Hokori era uma poeira. Não uma simples poeira, mas uma mistura de sujeira, tão pequena que era menos densa que o ar ao seu redor. Ele fazia parte de uma comunidade numerosa de poeirinhas, cada uma com suas próprias categorias, destinos e características físicas únicas. Para essas poeiras, o sentido da vida nunca foi atribuído, pois ninguém sabia ao certo o que era esse tal de destino. Todos viviam à deriva, aceitando, passivamente, tudo o que a vida tinha a oferecer. No entanto, para Hokori, a vida clamava por um propósito. Ele acreditava que as coisas precisavam de um significado mais profundo, um simbolismo, uma missão.
Anualmente, todas as comunidades das Poeiras da Biblioteca Estadual de Suzume realizavam o famoso intercâmbio interdisciplinar, que resultava num rodízio de estantes entre as comunidades.

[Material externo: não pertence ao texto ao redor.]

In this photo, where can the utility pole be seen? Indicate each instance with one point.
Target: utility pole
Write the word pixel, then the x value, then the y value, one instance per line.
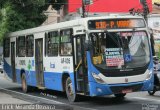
pixel 145 9
pixel 83 9
pixel 84 3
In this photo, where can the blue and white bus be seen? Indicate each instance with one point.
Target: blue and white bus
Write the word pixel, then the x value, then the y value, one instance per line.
pixel 92 56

Cada comunidade tinha seu próprio nome e estante na biblioteca e, todo ano, essas comunidades viajavam para outras estantes, afim de aprenderem coisas novas e conhecerem novas poeiras. A única comunidade que nunca conseguia visitar as outras era a de Hokori, a Comunidade das Poeiras Saltitantes. Ela tinha uma estratégia singular de permanecer junta e voar apenas para prateleiras diferentes da mesma estante, logo só ela tinham acesso àquela estante; uma bem antiga, cuja a madeira das prateleiras mal aguentava os pesados livros de filosofia antiga e mitologia grega.

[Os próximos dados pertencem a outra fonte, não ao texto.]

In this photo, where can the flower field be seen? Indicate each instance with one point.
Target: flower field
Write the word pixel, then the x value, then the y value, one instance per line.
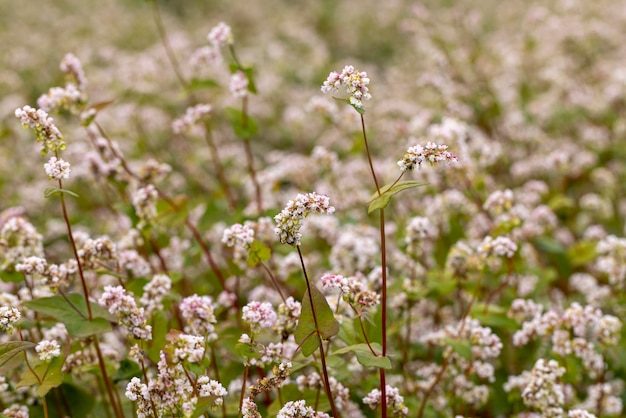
pixel 312 209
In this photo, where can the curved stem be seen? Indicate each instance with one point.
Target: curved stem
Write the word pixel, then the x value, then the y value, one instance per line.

No dia 22 de dezembro, a Bibliotecária Mercedez usava seu espanador para limpar as estantes menos visitadas, e toda a comunidade das Poeiras Saltitantes se organizava para serem levadas pelo ar até onde pudessem alcançar. Hokori, animado como sempre, decidiu ter mais esperanças desta vez; ele sonhava grande. Seu maior desejo seria explorar outras estantes, conhecer novas poeirinhas e ler livros desconhecidos. No entanto, nenhum membro da comunidade compartilhava seu entusiasmo. A cada intercâmbio, todas as poeiras saltitantes se reuniam para caírem sempre no mesmo lugar: na estante um pouco mais abaixo ou mais acima. E assim, ao longo dos anos, Hokori foi obrigado a conviver com as mesmas poeiras e a ler os mesmos livros das prateleiras que visitava. Ele já não suportava mais a monotonia de sua existência e ansiava por algo mais.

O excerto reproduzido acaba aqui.